Danish businesswoman

Janni Spies (née Brodersen, born 19 September 1962) is a Danish businesswoman, multimillionaire, and former owner of the Scandinavian travelling empire Spies Rejser including the charter airline Conair of Scandinavia, companies she inherited from her first husband Simon Spies. Formerly one of Denmark's five richest and the 10th wealthiest woman in Europe, Spies today is chairwoman for Simon Spies Fonden (The Simon Spies Foundation).

== Biography ==

Spies was born Janni Isager Brodersen on 19 September 1962 to Yvonne Brodersen (1929–2007) and Werner Heinrich Isager (1922–2011) in the Copenhagen suburb Herlev. Her mother was a seamstress and homemaker, and her father was a telephone technician. When in tenth grade, Janni at age 16 dropped out of school and started working as a messenger girl at the travelling agency Spies Rejser. She caught the attention of the company owner, Simon Spies, and the then 20-year-old Janni married the 61-year-old Simon Spies on 11 May 1983 in Holmen Church in central Copenhagen. To their wedding 3.000 guests were invited. Simon Spies died less than a year later on 16 April 1984, and bequeathed the majority of his estate to his wife, making her one of Europe's richest women.
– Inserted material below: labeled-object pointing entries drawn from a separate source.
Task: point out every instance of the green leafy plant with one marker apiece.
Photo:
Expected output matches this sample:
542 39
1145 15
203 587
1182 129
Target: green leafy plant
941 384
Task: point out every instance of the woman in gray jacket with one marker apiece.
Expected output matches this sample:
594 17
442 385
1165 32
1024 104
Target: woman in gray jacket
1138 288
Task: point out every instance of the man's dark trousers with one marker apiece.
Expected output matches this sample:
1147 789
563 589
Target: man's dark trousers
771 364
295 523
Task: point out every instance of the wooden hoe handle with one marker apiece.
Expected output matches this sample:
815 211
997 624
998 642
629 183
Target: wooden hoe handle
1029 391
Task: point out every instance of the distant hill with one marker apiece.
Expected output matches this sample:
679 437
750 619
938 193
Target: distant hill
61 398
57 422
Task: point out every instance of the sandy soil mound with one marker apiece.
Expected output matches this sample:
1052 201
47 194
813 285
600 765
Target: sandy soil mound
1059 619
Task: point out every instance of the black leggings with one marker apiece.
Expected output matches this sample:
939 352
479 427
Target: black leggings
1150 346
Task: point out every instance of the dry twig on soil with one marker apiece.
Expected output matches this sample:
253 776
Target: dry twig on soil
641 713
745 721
Spies became chairwoman of the board upon her husband's death, and in 1989 acquired the travelling agency Tjæreborg Rejser. Spies sold the entire company in 1996 to what is now Sunclass Airlines.
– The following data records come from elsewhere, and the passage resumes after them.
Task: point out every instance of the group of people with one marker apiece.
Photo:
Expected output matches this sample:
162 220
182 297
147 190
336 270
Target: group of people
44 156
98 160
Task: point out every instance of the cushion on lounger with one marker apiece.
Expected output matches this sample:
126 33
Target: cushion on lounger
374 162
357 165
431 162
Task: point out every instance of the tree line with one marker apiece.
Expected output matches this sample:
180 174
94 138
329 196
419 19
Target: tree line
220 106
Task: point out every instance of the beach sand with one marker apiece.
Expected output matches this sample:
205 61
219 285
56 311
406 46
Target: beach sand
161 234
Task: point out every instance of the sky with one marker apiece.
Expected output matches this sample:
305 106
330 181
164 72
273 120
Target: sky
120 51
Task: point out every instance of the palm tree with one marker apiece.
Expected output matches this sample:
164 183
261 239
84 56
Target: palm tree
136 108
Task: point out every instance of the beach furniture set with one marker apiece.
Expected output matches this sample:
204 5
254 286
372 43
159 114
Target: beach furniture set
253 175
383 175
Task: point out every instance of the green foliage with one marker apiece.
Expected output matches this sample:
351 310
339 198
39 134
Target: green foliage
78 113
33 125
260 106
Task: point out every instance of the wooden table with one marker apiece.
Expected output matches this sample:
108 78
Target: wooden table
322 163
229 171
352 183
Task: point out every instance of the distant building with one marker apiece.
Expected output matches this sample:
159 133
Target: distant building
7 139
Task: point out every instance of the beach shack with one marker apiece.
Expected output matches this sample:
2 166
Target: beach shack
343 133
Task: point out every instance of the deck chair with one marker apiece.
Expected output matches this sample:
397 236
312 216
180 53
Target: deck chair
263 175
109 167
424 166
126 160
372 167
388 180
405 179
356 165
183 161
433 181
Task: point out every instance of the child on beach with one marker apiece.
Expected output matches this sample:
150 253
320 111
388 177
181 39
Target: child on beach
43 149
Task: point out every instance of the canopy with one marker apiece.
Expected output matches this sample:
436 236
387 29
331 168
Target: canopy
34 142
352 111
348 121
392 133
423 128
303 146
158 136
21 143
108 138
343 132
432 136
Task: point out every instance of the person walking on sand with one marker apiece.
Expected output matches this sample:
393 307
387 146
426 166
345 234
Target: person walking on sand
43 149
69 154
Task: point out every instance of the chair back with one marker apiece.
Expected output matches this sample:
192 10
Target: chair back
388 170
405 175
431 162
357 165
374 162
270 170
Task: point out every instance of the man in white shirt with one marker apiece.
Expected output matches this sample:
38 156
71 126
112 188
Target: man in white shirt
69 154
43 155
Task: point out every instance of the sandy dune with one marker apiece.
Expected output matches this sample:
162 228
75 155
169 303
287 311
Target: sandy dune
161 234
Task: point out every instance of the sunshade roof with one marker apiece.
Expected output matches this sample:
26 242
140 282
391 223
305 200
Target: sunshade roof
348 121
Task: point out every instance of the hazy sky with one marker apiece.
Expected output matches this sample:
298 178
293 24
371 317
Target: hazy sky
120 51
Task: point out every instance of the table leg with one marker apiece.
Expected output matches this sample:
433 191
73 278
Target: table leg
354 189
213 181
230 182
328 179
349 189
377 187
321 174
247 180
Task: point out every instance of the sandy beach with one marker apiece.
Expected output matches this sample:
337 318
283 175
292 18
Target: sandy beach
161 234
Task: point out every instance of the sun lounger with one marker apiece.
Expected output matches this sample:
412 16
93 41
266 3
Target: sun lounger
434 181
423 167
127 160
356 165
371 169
She has later been accused of having destroyed her inheritance by bringing her brother, a former toolmaker, Leif Brodersen on the board together with a friend of his, the former trade union economist Steffen Møller. Her board now counseled her to purchase three Airbus A300 in 1987 and in 1991 another six brand new and very expensive Airbus A320. As the Airbus A300 were very difficult to sell, the passengers became fewer due to the Gulf War the entire Spies company ended up in severe financial difficulties. According to the General Manager at the time, Knud Heinesen, had this never happened if Janni had listened to him instead, and merged or cooperated with Copenhagen-based Sterling Airways instead.
Also her second husband, the lawyer and politician Christian Kjær agreed. And as he took over as chairman of the board, (with Janni as vice chairwoman only) Leif Brodersen left the Spies company. But the financial problems didn't end there, and in 1993 had several banks to add new capital to the bankruptcy threatened travelling agency. And in 1996 was Spies Rejser sold to the British travel company Airtours while Conair merged with Scanair into Premiair, changing the name to Thomas Cook Airlines Scandinavia, which today is Sunclass Airlines A/S.
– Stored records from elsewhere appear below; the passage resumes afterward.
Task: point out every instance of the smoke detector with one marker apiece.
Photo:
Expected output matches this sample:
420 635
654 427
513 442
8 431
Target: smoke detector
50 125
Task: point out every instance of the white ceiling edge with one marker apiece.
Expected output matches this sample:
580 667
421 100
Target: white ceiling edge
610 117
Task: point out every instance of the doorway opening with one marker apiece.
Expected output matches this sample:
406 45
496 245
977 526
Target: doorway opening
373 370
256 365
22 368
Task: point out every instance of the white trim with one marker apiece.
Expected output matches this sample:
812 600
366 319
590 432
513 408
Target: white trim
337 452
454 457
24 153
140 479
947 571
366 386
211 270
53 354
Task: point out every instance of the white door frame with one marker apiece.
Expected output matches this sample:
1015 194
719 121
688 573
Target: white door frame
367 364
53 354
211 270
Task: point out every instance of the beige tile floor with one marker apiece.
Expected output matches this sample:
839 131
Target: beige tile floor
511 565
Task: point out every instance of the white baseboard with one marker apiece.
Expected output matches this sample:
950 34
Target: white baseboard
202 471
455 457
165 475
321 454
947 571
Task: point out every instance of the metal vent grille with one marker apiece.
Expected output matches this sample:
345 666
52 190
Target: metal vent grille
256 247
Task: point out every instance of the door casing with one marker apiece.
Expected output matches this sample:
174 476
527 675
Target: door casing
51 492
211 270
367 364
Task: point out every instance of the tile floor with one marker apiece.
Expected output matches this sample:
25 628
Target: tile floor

Spies is chairwoman for Simon Spies Fonden (The Simon Spies Foundation) that supports science, business, arts, and sport, and typically donates some 2-3 million DKK every year.

In 2007, Spies was made a Dame of the Order of the Dannebrog.

== Private life ==

From 1985 to 1987, Spies dated and was engaged to Swedish actor and director Gunnar Hellström (1928–2001). She dated estate agent Jan Fog for a short while, before marrying Christian Kjær in 1988. The marriage produced two children but ended in divorce in 2008, followed by bitter court cases.